Flashing . . . a warning. The blue glow pulling shadows into his already moonlit room, painting contrast onto the nothingness of night. And there's a message waiting for him in his inbox. He scans it quickly. He's being transferred to Antarctica. And he didn't think he could get any colder. He sighs and lies down against the hard lumps and angles of his bed. He misses the comforting leather of his couch. And he wonders what happened to Copernicus, hoping he hasn't sneaked off into the night to get bitten by scorpions or rattlesnakes or some other desert horror . . .

. . . monsters with catlike eyes and skin a tumescent blue, like dried bones in the moonlight, hair pale and teeth sharp like shards of glass. They stalk towards him and he struggles to stand, but the pain in his chest is too great.

"I will feed upon you as I have fed upon your companion." One says, and he is both surprised and horrified that it can speak, its voice resonating in his chest like the voice of doom, echoing through every empty space in his soul. He needs something to fill it. Anything . . . he shuts his eyes, and the man grips his hand again. And now he's full. Now the voice cannot hurt him, with all the strength flowing through that confident grip.

The hand releases and he feels loss, but not emptiness as the man steps between him and the monsters, matching their deathly grace. He stares at that profile and remembers night and days and years seeing the familiar silhouette against a pale sky or a field of wildflowers, an ocean, a room lit by the glow of a column of rise bubbles, a fire, a beach, a bed of silken sheets, a forest, a night of nameless constellations. It is as though the picture is branded upon his soul, an afterimage like the burn of the sun on your retina if you stare too long and hard into its intensity.

He thinks that maybe this is the last image he will see, that it will eat through his brain and rip open the gates to the past to write itself into whatever his essence is outside of fragile time, so easily manipulated by the charisma of speed. He closes his eyes.

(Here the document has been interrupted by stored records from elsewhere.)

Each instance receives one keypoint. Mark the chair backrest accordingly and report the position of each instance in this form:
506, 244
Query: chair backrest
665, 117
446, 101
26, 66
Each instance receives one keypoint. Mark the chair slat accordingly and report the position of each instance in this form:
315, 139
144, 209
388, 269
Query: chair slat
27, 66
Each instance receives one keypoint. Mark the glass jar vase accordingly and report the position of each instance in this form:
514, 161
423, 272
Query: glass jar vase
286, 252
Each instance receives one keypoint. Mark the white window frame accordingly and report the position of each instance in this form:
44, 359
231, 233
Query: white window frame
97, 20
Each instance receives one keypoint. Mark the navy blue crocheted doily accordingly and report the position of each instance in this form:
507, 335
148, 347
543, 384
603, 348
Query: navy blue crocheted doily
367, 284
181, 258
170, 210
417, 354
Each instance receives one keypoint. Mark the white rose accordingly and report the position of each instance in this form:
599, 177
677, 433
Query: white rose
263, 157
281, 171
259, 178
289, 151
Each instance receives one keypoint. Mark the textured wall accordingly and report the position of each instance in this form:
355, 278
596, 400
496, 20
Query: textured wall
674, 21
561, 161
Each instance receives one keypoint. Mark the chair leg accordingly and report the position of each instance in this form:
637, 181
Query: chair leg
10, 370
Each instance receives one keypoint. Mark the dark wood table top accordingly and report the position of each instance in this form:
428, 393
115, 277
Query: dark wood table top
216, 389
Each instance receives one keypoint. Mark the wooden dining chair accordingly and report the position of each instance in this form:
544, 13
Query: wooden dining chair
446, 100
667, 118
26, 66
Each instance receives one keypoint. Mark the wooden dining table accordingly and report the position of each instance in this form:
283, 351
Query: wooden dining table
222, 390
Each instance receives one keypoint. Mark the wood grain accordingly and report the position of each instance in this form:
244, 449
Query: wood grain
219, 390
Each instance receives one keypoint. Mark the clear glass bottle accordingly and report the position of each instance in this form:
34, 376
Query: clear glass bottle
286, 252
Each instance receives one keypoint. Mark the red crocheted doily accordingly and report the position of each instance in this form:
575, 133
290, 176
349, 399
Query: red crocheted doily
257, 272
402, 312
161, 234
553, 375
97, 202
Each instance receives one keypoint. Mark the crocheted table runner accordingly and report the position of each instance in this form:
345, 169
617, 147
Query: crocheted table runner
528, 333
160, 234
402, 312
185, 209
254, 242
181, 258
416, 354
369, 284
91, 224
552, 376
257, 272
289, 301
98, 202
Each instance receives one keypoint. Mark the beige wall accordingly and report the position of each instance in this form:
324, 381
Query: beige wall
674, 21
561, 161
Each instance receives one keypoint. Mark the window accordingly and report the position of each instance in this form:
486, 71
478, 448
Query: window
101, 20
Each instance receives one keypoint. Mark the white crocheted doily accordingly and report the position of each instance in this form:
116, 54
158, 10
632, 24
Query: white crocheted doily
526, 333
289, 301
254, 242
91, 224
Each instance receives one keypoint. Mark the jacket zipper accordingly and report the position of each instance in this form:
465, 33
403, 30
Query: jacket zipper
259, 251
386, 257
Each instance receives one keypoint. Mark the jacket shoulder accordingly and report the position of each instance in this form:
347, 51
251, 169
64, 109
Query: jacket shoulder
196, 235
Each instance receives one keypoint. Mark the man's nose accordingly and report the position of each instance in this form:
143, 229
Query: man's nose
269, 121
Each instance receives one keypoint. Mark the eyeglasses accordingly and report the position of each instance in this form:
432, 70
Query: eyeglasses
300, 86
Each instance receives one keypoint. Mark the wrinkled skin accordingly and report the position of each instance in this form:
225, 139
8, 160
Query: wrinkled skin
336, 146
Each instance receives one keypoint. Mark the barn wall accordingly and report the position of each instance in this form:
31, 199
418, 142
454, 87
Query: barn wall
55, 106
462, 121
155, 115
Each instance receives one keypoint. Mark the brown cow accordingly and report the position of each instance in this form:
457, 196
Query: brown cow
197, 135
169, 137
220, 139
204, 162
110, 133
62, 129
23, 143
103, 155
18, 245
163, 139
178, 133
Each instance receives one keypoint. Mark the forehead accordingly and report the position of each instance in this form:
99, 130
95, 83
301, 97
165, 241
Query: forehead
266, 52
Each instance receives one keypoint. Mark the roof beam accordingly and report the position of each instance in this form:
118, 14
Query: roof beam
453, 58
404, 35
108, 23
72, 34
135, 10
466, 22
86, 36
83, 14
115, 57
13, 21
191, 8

"Rodney!" Someone screams. And he thinks, that maybe, there is someone in some universe somewhere who will hold his hand, and hold their breath for eons, keeping time as he speeds through space - that maybe there is some constant, something anchoring time and history, something to be relative to. Something Right.

But that is the dream, as vast and illusory as God.

His eyes are still, no longer even daring to blink and there is no air left in those lungs, no electrons jingling down neurons in waves, splitting and converting their signals . . . analogue to digital, dendrites to axons. But this is an odd kind of nothingness. "This isn't how it's supposed to be." The voice says, choking. And then he sees a flash of white and he dreams a dream so real it might as well be reality, because it's all he knows.

And sometime in that dream Major John Sheppard shows up to fly him to the Lost City. His eyes show the wisdom of universes and the weight of their suffering and his hands look so familiar.